The movie isn’t real big on who/what/when/where, and I often had to figure out exactly what mountain range I was looking at – except for Everest, of course, which gets pride of place here. The film’s thesis is that, until three centuries ago, it was deemed an act of lunacy to climb such a mountain. Mountains “were places of peril, not beauty,” intones Dafoe, although, if anything, “Mountain” demonstrates that they can be both. He adds, “They were rituals of awe, but only from a safe distance.” What appears to have changed is that, in the film’s view, urban life just became too darned safe, and so we needed mountain climbing to seek out new perils. I use the term “we” here advisedly, although Dafoe doesn’t. I often felt like piping up, “Speak for yourself.
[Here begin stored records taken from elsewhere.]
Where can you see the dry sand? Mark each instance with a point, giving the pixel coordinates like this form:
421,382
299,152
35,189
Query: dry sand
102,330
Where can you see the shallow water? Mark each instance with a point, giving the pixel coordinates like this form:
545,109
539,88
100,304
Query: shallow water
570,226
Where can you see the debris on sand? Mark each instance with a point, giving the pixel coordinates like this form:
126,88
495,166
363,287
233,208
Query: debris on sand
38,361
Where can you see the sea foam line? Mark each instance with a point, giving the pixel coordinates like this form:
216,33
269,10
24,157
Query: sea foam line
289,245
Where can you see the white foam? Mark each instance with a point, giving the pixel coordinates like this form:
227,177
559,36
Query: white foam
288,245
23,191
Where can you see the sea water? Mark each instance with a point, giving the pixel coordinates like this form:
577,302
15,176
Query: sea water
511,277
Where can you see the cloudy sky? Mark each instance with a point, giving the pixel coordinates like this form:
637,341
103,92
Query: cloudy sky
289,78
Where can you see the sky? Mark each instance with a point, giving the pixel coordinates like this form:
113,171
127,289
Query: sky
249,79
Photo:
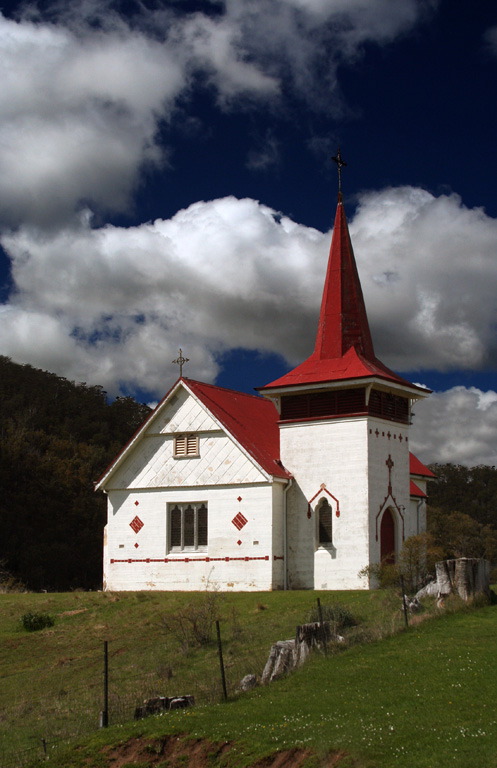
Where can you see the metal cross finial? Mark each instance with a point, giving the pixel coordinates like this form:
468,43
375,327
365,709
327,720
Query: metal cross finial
181,361
340,163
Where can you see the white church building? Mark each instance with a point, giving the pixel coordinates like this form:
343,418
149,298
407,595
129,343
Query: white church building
298,488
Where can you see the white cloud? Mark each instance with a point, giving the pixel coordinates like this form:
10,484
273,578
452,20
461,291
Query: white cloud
234,273
428,268
84,90
458,426
112,305
216,275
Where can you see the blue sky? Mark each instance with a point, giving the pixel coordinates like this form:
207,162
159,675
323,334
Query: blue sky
166,181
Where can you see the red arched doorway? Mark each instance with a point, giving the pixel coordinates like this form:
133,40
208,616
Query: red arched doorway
387,537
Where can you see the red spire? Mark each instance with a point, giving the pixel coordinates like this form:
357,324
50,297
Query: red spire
343,321
344,347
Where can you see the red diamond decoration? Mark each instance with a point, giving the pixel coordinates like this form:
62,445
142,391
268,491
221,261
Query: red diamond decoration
136,524
239,521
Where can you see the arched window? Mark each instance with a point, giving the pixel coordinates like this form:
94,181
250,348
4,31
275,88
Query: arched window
325,517
387,537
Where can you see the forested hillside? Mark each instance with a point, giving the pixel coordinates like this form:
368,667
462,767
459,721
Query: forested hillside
56,438
462,511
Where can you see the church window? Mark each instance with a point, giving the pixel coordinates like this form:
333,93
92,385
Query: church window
188,527
325,517
186,445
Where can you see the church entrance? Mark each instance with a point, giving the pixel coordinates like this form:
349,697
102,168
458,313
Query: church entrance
387,538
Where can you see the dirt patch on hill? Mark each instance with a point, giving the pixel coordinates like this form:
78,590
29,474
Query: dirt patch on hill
181,752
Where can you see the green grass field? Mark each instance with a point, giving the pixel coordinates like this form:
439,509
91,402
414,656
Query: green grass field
418,699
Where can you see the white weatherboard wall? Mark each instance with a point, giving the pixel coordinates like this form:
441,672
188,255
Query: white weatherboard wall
191,570
333,452
150,478
388,439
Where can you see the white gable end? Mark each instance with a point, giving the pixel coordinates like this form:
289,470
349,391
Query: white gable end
151,462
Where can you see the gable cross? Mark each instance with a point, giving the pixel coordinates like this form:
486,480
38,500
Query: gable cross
340,164
180,360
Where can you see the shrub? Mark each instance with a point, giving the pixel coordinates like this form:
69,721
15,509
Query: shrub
32,622
338,615
193,625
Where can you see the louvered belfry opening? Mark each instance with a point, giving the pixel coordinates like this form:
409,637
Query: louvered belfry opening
186,444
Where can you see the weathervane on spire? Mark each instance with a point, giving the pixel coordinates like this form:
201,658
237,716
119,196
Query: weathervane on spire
340,163
181,361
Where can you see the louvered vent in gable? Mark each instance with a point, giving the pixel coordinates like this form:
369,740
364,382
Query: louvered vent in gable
186,445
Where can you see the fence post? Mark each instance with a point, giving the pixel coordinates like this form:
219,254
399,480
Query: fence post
321,625
404,604
221,663
104,714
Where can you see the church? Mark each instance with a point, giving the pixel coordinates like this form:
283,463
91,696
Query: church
299,487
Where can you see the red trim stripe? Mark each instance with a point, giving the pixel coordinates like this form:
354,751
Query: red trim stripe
192,559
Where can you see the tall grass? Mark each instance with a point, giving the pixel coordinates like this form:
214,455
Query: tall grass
415,700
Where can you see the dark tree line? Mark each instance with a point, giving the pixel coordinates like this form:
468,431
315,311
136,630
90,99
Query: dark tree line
56,439
462,511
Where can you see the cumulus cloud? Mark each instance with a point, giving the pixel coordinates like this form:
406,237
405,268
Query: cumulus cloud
428,268
458,426
216,275
85,90
235,273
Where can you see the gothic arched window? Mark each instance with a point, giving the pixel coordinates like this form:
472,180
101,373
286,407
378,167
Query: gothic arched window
325,517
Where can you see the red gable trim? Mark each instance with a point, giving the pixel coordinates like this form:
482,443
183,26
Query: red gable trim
133,438
416,467
415,490
251,420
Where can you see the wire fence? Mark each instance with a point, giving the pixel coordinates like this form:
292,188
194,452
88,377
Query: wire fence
114,681
193,655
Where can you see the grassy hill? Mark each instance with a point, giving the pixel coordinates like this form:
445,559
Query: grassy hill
416,699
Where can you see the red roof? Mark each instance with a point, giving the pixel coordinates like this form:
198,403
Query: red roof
416,467
252,420
344,347
415,490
I’m content with climbing stairs.” 

It’s questionable whether this film needs narration at all, or at least whether it needs the faux biblical lyricisms served up here. The panoramas are so glorious that I didn’t ache to hear any highfalutin hoo-ha on the soundtrack. It’s the same problem I have with most Shakespeare movies, in which the “poetic” imagery often competes with the language to the detriment of both. “Mountain” would be better if it were simpler.

Peedom dutifully records some of the injuries, and worse, that extreme mountaineering entails, but she saves her biggest sorrow for what Everest has become: an overrun tourist trap for amateur adventurers who, guided by a fleet of overworked and presumably underpaid Sherpas, attempt partial ascents. But Everest doesn’t seem to care that it has become Everest Inc. It rises into the clouds as unspeakably beautiful as ever. Mountains, the movie suggests, want nothing from us. Grade: B (Rated PG for perilous sports action, some injury images, and brief smoking.)